Todos los días antes de desayunar hacemos la «ronda matutina». Bajamos a la calle y, junto a otros «observadores de derechos humanos internacionales», nos apostamos a los lados de las calles por las que pasan palestinos y que quedan más cerca de los asentamientos israelíes ilegales. Cuando los niños ya están en la escuela subimos al piso y desayunamos. Después del desayuno bajamos otra vez y hacemos el turno largo, hasta que termina la escuela.

Hoy dejo esta calle cuando los niños salen de la escuela y voy cuesta arriba, más cerca del otro asentamiento ilegal israelí. Aproximadamente a mitad de camino entre los dos asentamientos que rodean este barrio palestino, hay dos «puestos» para soldados, uno a cada lado de la calle. En uno de estos puestos dos soldados tienen retenido a un chico, sin más, le piden su tarjeta de identidad y les veo como jugando con ella.

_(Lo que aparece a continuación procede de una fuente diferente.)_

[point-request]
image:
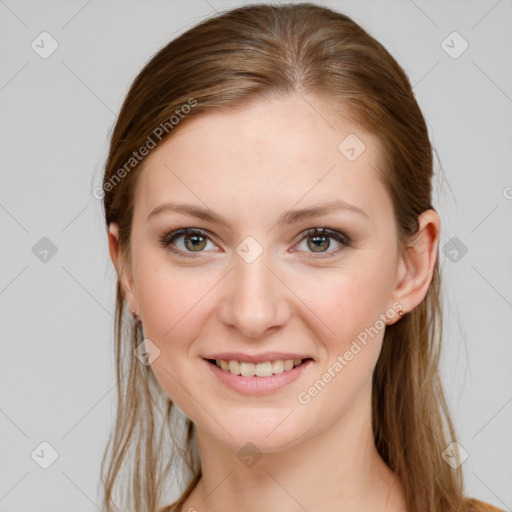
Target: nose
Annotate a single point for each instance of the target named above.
(254, 298)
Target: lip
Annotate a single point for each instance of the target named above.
(256, 358)
(258, 385)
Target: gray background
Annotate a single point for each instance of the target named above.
(56, 316)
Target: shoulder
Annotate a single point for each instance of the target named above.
(473, 505)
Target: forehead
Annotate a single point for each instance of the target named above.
(266, 156)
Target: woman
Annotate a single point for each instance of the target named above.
(269, 216)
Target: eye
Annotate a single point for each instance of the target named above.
(191, 239)
(318, 241)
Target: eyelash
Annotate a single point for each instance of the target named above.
(167, 240)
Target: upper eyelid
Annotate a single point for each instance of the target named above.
(328, 232)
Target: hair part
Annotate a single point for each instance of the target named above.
(263, 52)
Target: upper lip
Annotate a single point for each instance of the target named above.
(256, 358)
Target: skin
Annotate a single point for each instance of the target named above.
(251, 165)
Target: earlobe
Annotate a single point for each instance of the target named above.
(418, 263)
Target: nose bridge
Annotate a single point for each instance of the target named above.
(254, 300)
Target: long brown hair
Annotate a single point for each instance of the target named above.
(264, 51)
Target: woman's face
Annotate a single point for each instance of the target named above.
(259, 284)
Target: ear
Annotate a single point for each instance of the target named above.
(416, 266)
(122, 267)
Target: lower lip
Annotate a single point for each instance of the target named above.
(257, 385)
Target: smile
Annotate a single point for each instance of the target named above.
(257, 378)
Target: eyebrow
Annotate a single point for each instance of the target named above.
(289, 217)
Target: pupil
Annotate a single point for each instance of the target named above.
(196, 241)
(314, 247)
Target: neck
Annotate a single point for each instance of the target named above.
(337, 468)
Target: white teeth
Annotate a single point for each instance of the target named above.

Nuestra norma es acercarnos a los diez minutos a preguntar por la razón de la retención. Primero se acerca un chico palestino al que no hacen ni caso. Luego me acerco yo. En este instante la escena cambia. Uno de los soldados se lleva al chico que estaban reteniendo dentro de la tienda de campaña y el otro nos entretiene con su conversación. Cuando le exigimos explicaciones de por qué están reteniendo al chico más de lo que el ejército estipula que se puede retener a alguien sin detenerle, nos da la espalda.

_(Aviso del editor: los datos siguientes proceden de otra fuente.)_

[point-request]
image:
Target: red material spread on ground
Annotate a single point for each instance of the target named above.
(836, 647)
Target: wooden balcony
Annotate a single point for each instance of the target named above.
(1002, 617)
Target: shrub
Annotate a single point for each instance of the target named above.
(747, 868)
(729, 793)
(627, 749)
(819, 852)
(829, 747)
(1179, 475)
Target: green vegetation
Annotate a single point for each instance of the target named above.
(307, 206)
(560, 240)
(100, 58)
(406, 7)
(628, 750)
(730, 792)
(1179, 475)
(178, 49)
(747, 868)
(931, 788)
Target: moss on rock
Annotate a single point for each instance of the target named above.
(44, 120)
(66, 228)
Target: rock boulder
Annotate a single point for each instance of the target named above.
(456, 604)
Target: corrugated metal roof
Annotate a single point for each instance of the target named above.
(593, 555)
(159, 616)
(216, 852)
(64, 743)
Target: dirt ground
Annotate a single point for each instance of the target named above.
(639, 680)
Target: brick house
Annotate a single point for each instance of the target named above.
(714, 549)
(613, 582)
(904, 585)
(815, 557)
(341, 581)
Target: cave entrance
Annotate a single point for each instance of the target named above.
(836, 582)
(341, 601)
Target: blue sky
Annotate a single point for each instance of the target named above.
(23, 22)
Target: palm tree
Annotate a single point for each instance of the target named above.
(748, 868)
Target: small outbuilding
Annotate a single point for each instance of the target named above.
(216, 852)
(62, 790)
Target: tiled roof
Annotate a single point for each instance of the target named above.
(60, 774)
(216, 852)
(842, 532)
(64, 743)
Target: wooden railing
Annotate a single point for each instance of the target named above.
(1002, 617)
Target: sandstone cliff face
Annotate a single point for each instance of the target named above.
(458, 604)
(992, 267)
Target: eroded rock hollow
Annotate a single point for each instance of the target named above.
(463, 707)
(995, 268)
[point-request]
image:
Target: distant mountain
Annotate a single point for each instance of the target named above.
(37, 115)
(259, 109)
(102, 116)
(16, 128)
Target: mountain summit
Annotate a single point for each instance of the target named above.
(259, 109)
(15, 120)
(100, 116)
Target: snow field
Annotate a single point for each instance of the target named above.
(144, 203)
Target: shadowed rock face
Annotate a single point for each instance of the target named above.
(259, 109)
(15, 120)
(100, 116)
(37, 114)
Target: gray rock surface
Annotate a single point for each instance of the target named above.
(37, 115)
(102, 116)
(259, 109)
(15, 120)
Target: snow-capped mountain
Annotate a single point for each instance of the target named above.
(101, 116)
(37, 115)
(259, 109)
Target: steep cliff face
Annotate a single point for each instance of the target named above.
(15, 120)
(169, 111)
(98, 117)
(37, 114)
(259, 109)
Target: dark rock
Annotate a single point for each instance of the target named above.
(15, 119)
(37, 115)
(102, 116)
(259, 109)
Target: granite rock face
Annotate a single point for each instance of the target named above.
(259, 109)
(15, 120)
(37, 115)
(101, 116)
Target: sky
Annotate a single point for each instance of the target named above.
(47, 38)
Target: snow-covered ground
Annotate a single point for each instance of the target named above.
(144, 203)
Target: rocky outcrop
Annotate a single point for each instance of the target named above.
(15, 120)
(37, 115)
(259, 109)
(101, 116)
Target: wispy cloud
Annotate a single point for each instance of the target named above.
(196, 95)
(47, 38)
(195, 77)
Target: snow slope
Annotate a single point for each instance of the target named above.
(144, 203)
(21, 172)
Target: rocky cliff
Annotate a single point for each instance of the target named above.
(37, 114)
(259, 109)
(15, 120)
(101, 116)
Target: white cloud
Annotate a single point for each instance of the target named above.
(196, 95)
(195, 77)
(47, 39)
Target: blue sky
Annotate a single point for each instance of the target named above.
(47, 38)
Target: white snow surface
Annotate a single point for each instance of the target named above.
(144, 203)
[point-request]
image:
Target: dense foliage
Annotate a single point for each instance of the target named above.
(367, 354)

Entonces el chico palestino que se ha acercado antes que yo me explica: «los soldados le están acusando de tráfico de drogas, y le van a registrar, pero él dice que no lleva nada, y no lleva porque si llevase algo, lo habrían arrestado ya. Luego le han cogido su tarjeta de identidad, y le han dicho que si en media hora no les consigue cocaína no le van a devolver la tarjeta, y que le van a detener por no llevarla». Le miro aterrorizada. Él se encoge de hombros y dice: «lo de siempre».

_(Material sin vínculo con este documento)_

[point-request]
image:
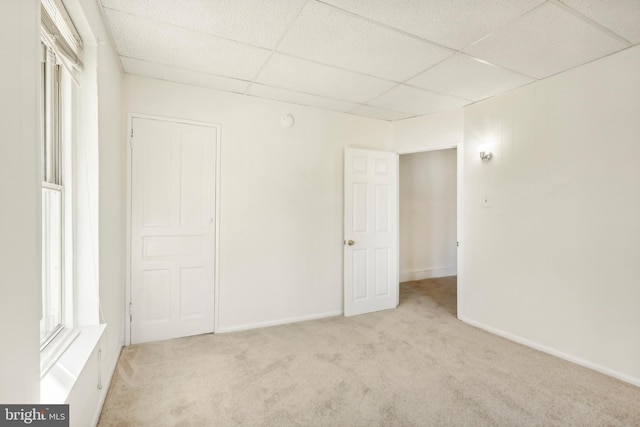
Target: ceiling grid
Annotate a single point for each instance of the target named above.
(385, 59)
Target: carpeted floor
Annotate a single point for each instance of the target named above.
(416, 365)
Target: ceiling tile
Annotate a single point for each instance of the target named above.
(380, 113)
(620, 16)
(286, 95)
(165, 72)
(466, 77)
(328, 35)
(545, 42)
(308, 77)
(451, 23)
(416, 101)
(256, 22)
(140, 38)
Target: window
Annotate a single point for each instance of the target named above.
(58, 58)
(53, 199)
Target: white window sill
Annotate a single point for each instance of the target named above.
(66, 361)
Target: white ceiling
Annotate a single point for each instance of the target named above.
(386, 59)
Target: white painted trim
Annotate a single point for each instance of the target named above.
(286, 321)
(460, 209)
(216, 261)
(434, 148)
(105, 387)
(427, 273)
(565, 356)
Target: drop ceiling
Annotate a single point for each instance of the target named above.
(385, 59)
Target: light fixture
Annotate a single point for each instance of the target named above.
(485, 156)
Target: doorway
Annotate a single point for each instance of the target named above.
(429, 212)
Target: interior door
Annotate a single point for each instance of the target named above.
(172, 229)
(371, 231)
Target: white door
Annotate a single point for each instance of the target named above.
(371, 231)
(172, 229)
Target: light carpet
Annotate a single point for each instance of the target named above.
(416, 365)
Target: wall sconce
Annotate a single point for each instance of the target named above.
(485, 156)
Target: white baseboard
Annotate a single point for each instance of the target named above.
(225, 329)
(536, 346)
(429, 273)
(111, 369)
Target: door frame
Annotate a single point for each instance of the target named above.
(459, 210)
(128, 207)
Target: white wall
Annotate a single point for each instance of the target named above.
(554, 261)
(428, 217)
(281, 197)
(435, 131)
(20, 195)
(101, 216)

Toda la gente tiene que pasar por el control-ataúd por el que yo pasé el primer día, todos los días, todas las veces que necesitan ir al resto de la ciudad, para ir al trabajo, o para hacer la compra, o para ir a la escuela. Y volver. Por supuesto quienes pueden evitarlo lo evita. Todo el que pudo permitírselo, huyó de aquí hace tiempo. Por eso la calle está tan desierta, solitaria, triste, silenciosa y muerta.

Me dice K. que la iluminación callejera es inexistente porque las farolas fueron destrozadas dos veces. En los acuerdos de Camp David se estableció que estos comercios palestinos debían estar abiertos para que la calle tuviese la misma vida que tiene el resto de Hebrón. Luego los colonos israelíes se cargaron las farolas en una orgía sabática de vandalismo y cuando vinieron los obreros para repararlas, los colonos les apedrearon, a ellos y a las farolas reparadas, así que ahí siguen, porque los trabajadores no quisieron que les siguieran apedreando. Dice K. que prácticamente cada sábado en esta calle, es una «Krystalnacht», una Noche de Cristales Rotos.

Nuestro día se acaba al oscurecer, cuando ya ningún palestino se atreve a salir a la calle. Cuando pasa algo, ya saben dónde encontrarnos.

R. viene a visitarnos y nos cuenta lo que le ha pasado hoy en el control militar. Llevaba su ordenador portátil. Se lo hicieron abrir. Lo abrió. «Del todo» le dijo el soldado, haciéndole un gesto con la mano como si estuviera manipulando un destornillador. «No tengo destornillador aquí, tengo en casa pero me lleva media hora llegar hasta allí», le contestó R. El soldado israelí se encogió de hombros. Así que a por el destornillador se fue, por que si no, se quedaba sin portátil. Y tuvo que abrir todos los diferentes componentes. La garantía ya no le vale, pero el soldado dirá que puede considerarse con suerte de que no se lo haya quitado sin más. Si el soldado se lo quita, R. no tiene pruebas de que nadie le haya robado nada, pues al cubículo se entra solo, y ningún juez israelí va a creer a un palestino. Y si un internacional va a declarar a favor de un palestino lo van a detener y deportar, y los demás soldados no van a declarar en contra de su compañero.